Specifically, the Audi Q6 e-tron, the first new EV to be based on the Volkswagen Group’s Premium Platform Electric (PPE) architecture–ahead of the Porsche Macan EV–will go into production in the second quarter of next year. 2024 will also be the year when another EV will go into production, as well as two new combustion models. A third ICE vehicle is planned for 2025, but there’s no word on any other EV.
Audi plans to launch 20 new models by 2026, with half of them fully electric, but going by what we know now, that goal seems almost impossible to achieve.

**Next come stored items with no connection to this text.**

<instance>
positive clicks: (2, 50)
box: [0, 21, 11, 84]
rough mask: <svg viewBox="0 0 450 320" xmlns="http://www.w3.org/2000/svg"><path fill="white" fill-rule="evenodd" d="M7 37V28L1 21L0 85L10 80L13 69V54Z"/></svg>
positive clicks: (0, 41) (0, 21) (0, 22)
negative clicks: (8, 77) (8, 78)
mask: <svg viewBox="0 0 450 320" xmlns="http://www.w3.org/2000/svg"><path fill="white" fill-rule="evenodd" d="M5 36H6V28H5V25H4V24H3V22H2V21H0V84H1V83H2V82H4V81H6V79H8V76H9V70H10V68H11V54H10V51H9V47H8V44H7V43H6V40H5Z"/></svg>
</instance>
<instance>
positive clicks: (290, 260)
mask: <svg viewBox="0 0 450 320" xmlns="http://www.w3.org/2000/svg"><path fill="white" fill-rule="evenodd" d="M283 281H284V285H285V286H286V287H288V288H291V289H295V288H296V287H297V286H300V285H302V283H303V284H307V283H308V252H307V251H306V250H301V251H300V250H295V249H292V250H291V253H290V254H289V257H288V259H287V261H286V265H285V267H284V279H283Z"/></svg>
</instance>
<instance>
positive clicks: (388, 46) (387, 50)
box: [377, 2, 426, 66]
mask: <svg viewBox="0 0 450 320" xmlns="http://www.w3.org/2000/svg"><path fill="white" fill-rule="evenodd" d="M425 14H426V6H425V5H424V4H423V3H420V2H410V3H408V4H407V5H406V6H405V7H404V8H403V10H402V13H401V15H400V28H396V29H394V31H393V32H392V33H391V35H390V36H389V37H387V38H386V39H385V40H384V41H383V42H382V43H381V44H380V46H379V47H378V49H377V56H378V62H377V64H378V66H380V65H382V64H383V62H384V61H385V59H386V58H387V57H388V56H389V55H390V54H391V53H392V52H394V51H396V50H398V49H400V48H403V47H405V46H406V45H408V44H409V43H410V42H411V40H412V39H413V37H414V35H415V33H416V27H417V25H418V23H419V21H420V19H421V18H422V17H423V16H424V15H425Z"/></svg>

The German marque’s CEO chose his words wisely, saying that the company doesn’t want to overwhelm factories, but the fact of the matter is that Audi’s electric car sales performance has been less than stellar.
True, in the previous quarter of this year, the Ingolstadt-based manufacturer saw sales of its EVs double in the United States, but that’s not the whole picture. In Q3, Audi sold a little over 7,500 battery-powered cars Stateside and fewer than 18,000 in the first nine months.
Gallery: 2025 Audi Q6 E-Tron Interior
By comparison, longtime rival BMW sold 13,000 EVs just in Q3 and 31,000 in the first nine months of 2023. Mercedes-Benz was also ahead of Audi with roughly 10,500 EVs sold in Q3 and almost 30,000 in the first three quarters.
The maker of the Q8 e-tron is the latest automaker to slow down its EV ambitions, after names like Ford and General Motors, citing a growth slump, rising interest rates, and generally unfriendly market conditions. By contrast, Hyundai Motor Group and Rivian, among others, are expecting a rise in their ability to push more volume in the coming months.